Milbank and Pickstock (hereafter MP) attempt a postmodern (not in a perjorative sense) rereading of Aquinas that ironically gets back to the source of Aquinas. MP notes that many folks, protestants and Catholics alike, have read correspondence theories of truth back into Aquinas (cf Peter Kreeft's otherwise excellent *Summa of the Summa*). This misses what truth is for Aquinas. Truth is not only epistemological, but ontological. It has a proportion between the other transcendentals. MP illustrates "Truth" in chapters concerning Vision, Touch, and Language.

I will focus primarily on Truth and Touch. MP spends the entire chapter using Aristotle's *De Anima* as a foil. Common sense will tell us that a sense like "Sight" is much superior to "touch," but in a brilliant summary MP convinces us that this is not so. Touch, unlike sight or sound, is not mediated. Sight and Sound are mediated by light and air. Touch is immediate. (Actually, it is not but they take up that point on a chapter devoted to the Eucharist.). Space fails but they demonstrate how "touch", Incarnation, and Aesthetics interrelate. It is their (Aquinas?) concern that "touch" actually corrects our understanding of truth. I guess you have to read to find out what they are talking about. It was insights like this that I found fascinating.

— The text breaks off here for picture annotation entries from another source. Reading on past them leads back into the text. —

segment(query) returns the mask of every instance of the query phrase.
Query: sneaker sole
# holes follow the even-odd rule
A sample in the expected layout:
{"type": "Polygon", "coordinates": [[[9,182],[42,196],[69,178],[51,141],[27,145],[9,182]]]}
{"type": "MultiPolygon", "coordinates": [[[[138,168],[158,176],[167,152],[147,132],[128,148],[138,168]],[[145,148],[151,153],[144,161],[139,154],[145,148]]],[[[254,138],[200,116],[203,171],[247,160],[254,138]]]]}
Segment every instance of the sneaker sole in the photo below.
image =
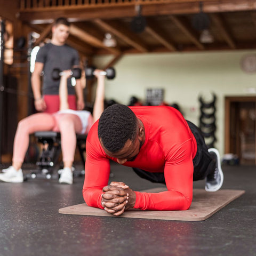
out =
{"type": "Polygon", "coordinates": [[[218,169],[219,170],[219,172],[220,174],[220,183],[218,187],[214,189],[209,189],[206,186],[204,187],[206,191],[207,192],[215,192],[218,191],[222,186],[223,184],[223,181],[224,180],[224,175],[223,174],[223,172],[221,169],[221,166],[220,165],[220,154],[219,154],[219,151],[215,148],[209,148],[208,149],[209,152],[214,152],[216,155],[217,156],[218,158],[218,169]]]}
{"type": "Polygon", "coordinates": [[[59,183],[60,183],[61,184],[69,184],[70,185],[72,185],[73,183],[73,181],[67,181],[66,180],[59,180],[59,183]]]}
{"type": "Polygon", "coordinates": [[[18,180],[12,180],[12,179],[4,179],[4,178],[0,178],[0,180],[2,180],[2,181],[4,181],[4,182],[10,182],[10,183],[22,183],[24,181],[24,179],[22,178],[18,179],[18,180]]]}

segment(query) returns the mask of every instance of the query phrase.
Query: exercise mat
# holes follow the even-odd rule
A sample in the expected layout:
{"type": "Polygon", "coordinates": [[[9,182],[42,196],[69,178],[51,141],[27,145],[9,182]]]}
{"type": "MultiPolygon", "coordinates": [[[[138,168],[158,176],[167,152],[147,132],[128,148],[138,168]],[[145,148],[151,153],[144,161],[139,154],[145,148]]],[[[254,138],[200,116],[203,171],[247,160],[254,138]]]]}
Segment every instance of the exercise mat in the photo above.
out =
{"type": "MultiPolygon", "coordinates": [[[[166,190],[165,188],[156,188],[142,192],[157,193],[166,190]]],[[[204,189],[194,189],[193,200],[190,209],[186,211],[141,211],[127,210],[117,218],[135,218],[180,221],[205,220],[233,200],[245,193],[244,190],[220,189],[216,192],[207,192],[204,189]]],[[[115,217],[103,210],[89,206],[85,203],[61,208],[59,213],[64,214],[87,215],[115,217]]]]}

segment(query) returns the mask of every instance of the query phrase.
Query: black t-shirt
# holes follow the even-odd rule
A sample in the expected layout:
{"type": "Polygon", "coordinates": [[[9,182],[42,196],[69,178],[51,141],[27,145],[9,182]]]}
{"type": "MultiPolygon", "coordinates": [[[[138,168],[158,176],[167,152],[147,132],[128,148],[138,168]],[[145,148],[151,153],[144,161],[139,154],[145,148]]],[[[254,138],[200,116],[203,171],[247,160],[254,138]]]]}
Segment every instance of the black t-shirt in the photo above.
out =
{"type": "MultiPolygon", "coordinates": [[[[36,62],[44,63],[43,94],[57,95],[59,94],[60,81],[53,80],[52,70],[54,68],[60,70],[71,69],[74,66],[79,65],[79,59],[77,51],[68,45],[59,46],[50,43],[40,48],[36,62]]],[[[75,94],[70,78],[68,79],[68,91],[69,94],[75,94]]]]}

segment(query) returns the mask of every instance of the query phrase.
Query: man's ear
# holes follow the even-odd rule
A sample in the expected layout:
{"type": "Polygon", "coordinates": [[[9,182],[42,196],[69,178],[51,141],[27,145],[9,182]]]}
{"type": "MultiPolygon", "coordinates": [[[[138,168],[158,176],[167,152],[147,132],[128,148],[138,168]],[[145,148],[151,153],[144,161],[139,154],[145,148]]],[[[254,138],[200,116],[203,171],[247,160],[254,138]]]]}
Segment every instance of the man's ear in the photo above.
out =
{"type": "Polygon", "coordinates": [[[141,126],[139,129],[139,137],[143,137],[144,135],[144,127],[141,126]]]}

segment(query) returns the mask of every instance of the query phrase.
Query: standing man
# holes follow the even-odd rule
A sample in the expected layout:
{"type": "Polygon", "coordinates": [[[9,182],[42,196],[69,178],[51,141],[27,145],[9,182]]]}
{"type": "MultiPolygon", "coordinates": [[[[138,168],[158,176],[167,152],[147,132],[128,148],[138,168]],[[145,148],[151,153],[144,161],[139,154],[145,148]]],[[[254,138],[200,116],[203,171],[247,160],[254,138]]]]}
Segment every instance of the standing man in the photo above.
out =
{"type": "Polygon", "coordinates": [[[223,180],[218,150],[208,150],[199,129],[171,107],[107,108],[87,137],[85,170],[85,202],[114,215],[131,208],[187,210],[194,180],[205,179],[205,189],[215,191],[223,180]],[[107,186],[110,160],[166,191],[135,191],[120,181],[107,186]]]}
{"type": "MultiPolygon", "coordinates": [[[[71,69],[79,66],[77,51],[66,44],[69,35],[70,23],[65,18],[59,18],[52,28],[51,42],[40,48],[36,55],[35,69],[31,75],[31,86],[35,99],[35,107],[38,111],[48,113],[59,110],[59,86],[60,81],[52,78],[53,69],[71,69]],[[41,77],[43,90],[41,93],[41,77]]],[[[68,79],[68,103],[71,109],[82,110],[84,107],[83,89],[80,79],[76,86],[68,79]]]]}

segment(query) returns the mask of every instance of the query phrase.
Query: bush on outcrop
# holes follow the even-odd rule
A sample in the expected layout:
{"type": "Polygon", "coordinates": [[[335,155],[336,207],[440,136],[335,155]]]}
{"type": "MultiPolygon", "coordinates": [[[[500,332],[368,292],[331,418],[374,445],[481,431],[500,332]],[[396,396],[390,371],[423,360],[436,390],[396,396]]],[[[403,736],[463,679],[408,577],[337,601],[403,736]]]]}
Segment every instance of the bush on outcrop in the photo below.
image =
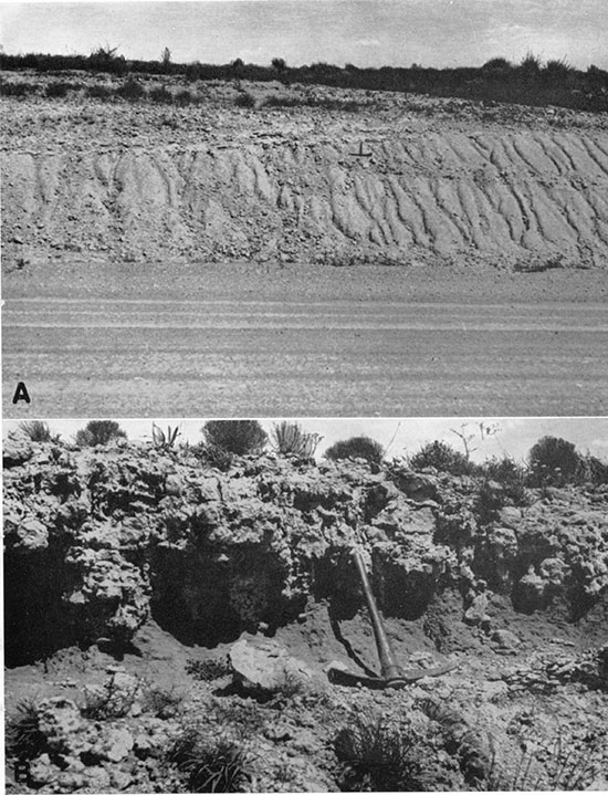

Their Eucharistic theology foils both what they call Calvinism (which is probably Zwinglianism and some elements of U.S. Southern Presbyterianism). Traditional Catholicism, in Derridean terms, is a theology of "presence." E.g., the element is there. Christ is presence. Thus, postmodernism is dead. But maybe not. Protestantism (or what they call it) is a theology of "abscence." Christ isn't there in the elements. Thus, we see parts of a postmodernism. MP then shows how it is both. This where the book could have been about 20 pages longer, spelling out the nuances and infinite qualifications both sides could accuse the other of not seeing. Or maybe it shouldn't be. 

Other neat points of controversy: According to MP's reading of Thomas, philosophy and theology aren't separated. They are different in degree,not in kind. This puts Thomas on the same floor with Van Til who said philosophy and theology are the same thing, just using a different vocabulary.

Concerns: If you are new to philosophy, theology, or church history, don't read this book. It is arguably the hardest book I have ever read. I am familiar with about 3 or 4 languages and I needed several lingual dictionaries to keep up. But if you are interested in Thomism, the Eucharist, or philosophical theology, then this book is for you.


----------